How many times am I asked – what is Boxing Day, or, why is it called Boxing Day? Arguments come thick and fast as to why and I hope, like me, you find the answers below interesting. But first off I must say; it has nothing to do with the sport of boxing.

It starts of course with our greed here in Britain and Ireland for a longer holiday; it’s not enough for us to have Christmas Day celebrations we have added on another day called Boxing Day. The day is a national holiday and one to spend with family and friends and eating up the leftovers. Its origins however, are steeped in history and tradition.

Why is it Called Boxing Day:

Arguments abound on the origins of the name Boxing Day, all of the answers here are relevant, so maybe it is all of them.

  • A ‘Christmas Box’ in Britain is a name for a Christmas present.
  • Boxing Day was a day off for servants and when they received a ‘Christmas Box’ from the master. The servants would also go home to give ‘Christmas Boxes’ to their families.
  • A box to collect money for the poor was placed in Churches on Christmas day then opened the next day.
  • Great sailing ships when setting sail would have a sealed box containing money on board for good luck.If the voyage were a success the box was given to a priest, opened at Christmas and the contents given to the poor.

When is Boxing Day?:

Boxing Day is the 26th December and is a national holiday in the UK and Ireland.

Activities on Boxing Day:

Boxing Day is a time to spend with family or friends, usually those not seen on Christmas Day itself.

In recent times the day has become synonymous with sport. Horse racing is particularly popular with meets all over the country. Many top football teams also play on Boxing Day.

Boxing Day is also a time when the British show their true eccentricity taking part in all kinds of silly activities like swimming the English Channel – not the warmest place on December 26th – fun runs and charity events.

Activities on Boxing Day – Fox Hunting:

Until 2004, Boxing Day hunts were a traditional part of Boxing Day but the ban on fox hunting has put an end to the hunt in its traditional sense.
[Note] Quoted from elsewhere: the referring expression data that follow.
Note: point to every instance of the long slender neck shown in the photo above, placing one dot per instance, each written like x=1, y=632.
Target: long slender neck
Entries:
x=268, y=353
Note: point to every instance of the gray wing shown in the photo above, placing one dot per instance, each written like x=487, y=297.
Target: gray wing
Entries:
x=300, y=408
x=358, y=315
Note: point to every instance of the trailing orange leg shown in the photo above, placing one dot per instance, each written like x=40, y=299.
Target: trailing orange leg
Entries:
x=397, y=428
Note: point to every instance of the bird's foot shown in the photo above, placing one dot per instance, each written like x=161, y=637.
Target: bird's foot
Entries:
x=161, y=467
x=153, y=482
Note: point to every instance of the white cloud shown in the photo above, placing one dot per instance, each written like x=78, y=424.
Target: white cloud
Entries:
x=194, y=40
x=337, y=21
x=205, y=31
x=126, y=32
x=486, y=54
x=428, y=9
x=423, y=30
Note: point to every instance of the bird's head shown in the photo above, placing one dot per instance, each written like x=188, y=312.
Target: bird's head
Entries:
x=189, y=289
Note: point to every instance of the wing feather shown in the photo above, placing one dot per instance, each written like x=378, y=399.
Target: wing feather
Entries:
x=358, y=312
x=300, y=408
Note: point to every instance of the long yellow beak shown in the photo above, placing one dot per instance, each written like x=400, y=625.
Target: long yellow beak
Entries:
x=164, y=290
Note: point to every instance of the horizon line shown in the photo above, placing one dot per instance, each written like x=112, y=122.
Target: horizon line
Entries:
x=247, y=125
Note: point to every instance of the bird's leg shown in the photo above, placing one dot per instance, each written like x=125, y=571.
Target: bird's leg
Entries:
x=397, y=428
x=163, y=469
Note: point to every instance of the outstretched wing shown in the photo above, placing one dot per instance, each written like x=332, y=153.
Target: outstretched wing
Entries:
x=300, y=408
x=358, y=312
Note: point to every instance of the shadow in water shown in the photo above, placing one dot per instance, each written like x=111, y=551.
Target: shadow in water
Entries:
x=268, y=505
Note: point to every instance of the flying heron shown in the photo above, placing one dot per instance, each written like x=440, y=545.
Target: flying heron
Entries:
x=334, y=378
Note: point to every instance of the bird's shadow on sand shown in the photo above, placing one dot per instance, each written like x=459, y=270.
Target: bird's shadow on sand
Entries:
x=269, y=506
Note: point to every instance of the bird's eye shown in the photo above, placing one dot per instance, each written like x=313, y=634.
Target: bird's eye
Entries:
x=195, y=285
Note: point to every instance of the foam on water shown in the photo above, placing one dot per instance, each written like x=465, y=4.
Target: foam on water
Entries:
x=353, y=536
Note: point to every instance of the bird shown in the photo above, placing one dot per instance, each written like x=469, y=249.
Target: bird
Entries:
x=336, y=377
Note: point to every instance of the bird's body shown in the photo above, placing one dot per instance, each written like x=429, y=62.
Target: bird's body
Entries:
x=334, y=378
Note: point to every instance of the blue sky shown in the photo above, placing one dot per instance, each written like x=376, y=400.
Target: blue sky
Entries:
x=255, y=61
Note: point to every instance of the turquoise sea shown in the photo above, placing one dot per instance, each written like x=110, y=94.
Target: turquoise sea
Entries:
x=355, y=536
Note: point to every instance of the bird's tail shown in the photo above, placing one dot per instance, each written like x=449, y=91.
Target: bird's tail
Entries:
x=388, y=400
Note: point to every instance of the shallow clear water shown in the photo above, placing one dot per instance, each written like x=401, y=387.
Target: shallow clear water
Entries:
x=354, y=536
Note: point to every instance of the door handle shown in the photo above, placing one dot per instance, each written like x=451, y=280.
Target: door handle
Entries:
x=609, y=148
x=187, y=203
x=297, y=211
Hunters will still gather dressed resplendently in red hunting coats to the sound of the hunting horn but it is now forbidden in law to chase the fox with dogs, so the dogs now follow artificially laid trails.

The New Boxing Day Sport – Shopping:

Another ‘sport’ to emerge in recent years is shopping. Sadly what was once a day of relaxation and family time sees the start of the sales. Sales used to start in January post-New Year but the desire to grab a bargain and for shops to off-load stock means many now start on Boxing Day.

Boxing Day in Ireland:

In Ireland, Boxing Day is known as “St Stephen’s Day” and is famous for its “Wren Boys”. St Stephen was killed, purportedly stoned to death, for believing in Jesus. In Ireland the Wren Boys would go out and stone Wrens to death then with blackened faces, carry their catch around the town knocking at doors and asking for money. This barbaric act has now stopped but the Wrens Boys will still dress up and parade around time though, but collecting money for charity.

Food and Drink on Boxing Day:

With guests often popping in for a snack and quick drink, the food and drink on Boxing Day is more relaxed than Christmas Day. Lunch will usually be a buffet or leftovers from Christmas lunch. Baked Ham is a popular Boxing Day meat and of course, Mince Pies with Brandy Butter or a slice of Christmas Cake are almost obligatory.